Pursuant to the Purchase Agreement, in connection with the closing of the Acquisition, we paid the Sellers an aggregate purchase price of $93.5 million, of which $73.5 million was paid in cash through a combination of existing cash-on-hand and bank debt and $20.0 million was paid by the issuance of promissory notes by us to the certain Sellers in the original principal amount of $20.0 million. Pursuant to the Purchase Agreement, the cash purchase price was increased by $11.5 million, an amount equal to specified cash balances held by the Acquired Businesses as of the Closing and decreased by an amount equal to any acquired indebtedness and the amount of certain transaction costs and employee related liabilities of the Acquired Businesses as of the Closing. The cash purchase price was also increased by $2.6 million for a working capital adjustment as specified in the Purchase Agreement. After giving effect to the Post-Closing purchase price adjustments described above, and including the reduction in the promissory note, the aggregate purchase price paid to the Sellers as of the date of this report is $105.6 million.

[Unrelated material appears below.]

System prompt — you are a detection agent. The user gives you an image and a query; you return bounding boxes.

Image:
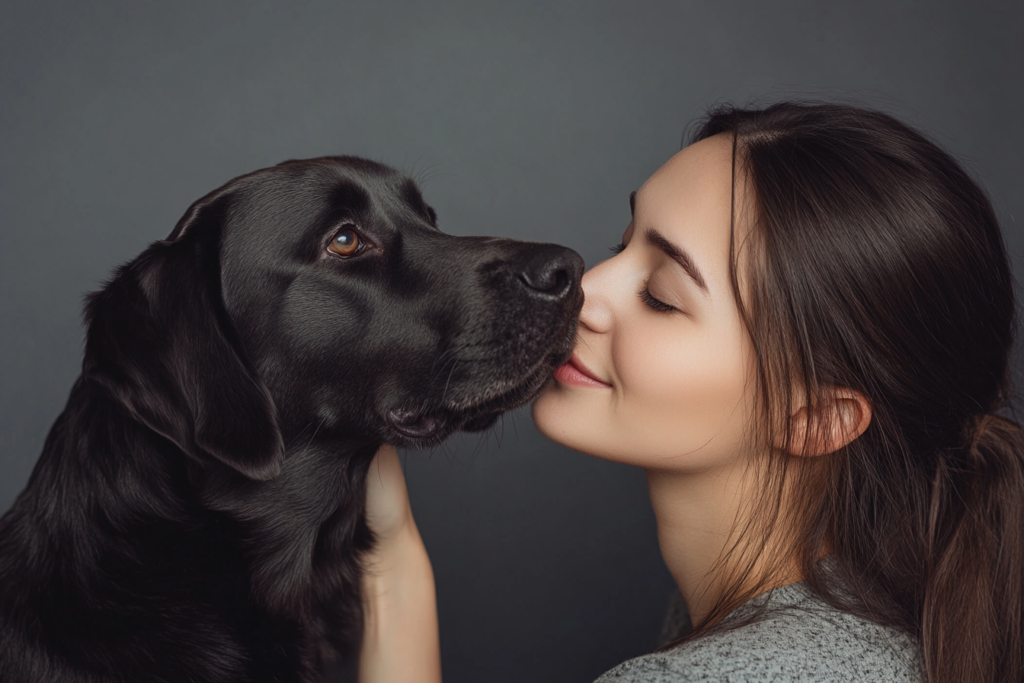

Subject to certain conditions, the original principal amount of the promissory notes are also subject to reduction upon written certification from us to Dover prior to January 1, 2015 of certain specified events related our relocation from or refurbishment of certain properties of the Acquired Businesses, or the prepayment of the promissory note in full prior to such date. In January 2014, we executed leases for two new facilities, and in February 2014, we provided Dover with written certification of a planned relocation from certain properties of the Acquired Businesses. Consequently, the original principal amount of the promissory note issued to Dover was reduced by $2.0 million. The promissory notes may be reduced further by $1.75 million subject to certification from us to Dover of other specified events that have not yet occurred. The promissory notes accrue interest on the unpaid balance for each day that they remain outstanding after December 1, 2014 at a per annum rate equal to the London Interbank Offered Rate plus 10%, and may be prepaid by us at any time without penalty prior to May 1, 2019. On or prior to December 1, 2013, we and Dover, or their affiliates, respectively, also entered into a transition services agreement, an intellectual property termination agreement and a license agreement which govern certain ongoing relationships between us and Dover and their respective affiliates following the closing. Pursuant to the Purchase Agreement, we have also agreed to assume certain liabilities related to the Acquired Businesses. See the Liquidity and Capital Resources section for more information regarding our obligations and expected impact to our liquidity pursuant to the Purchase Agreement.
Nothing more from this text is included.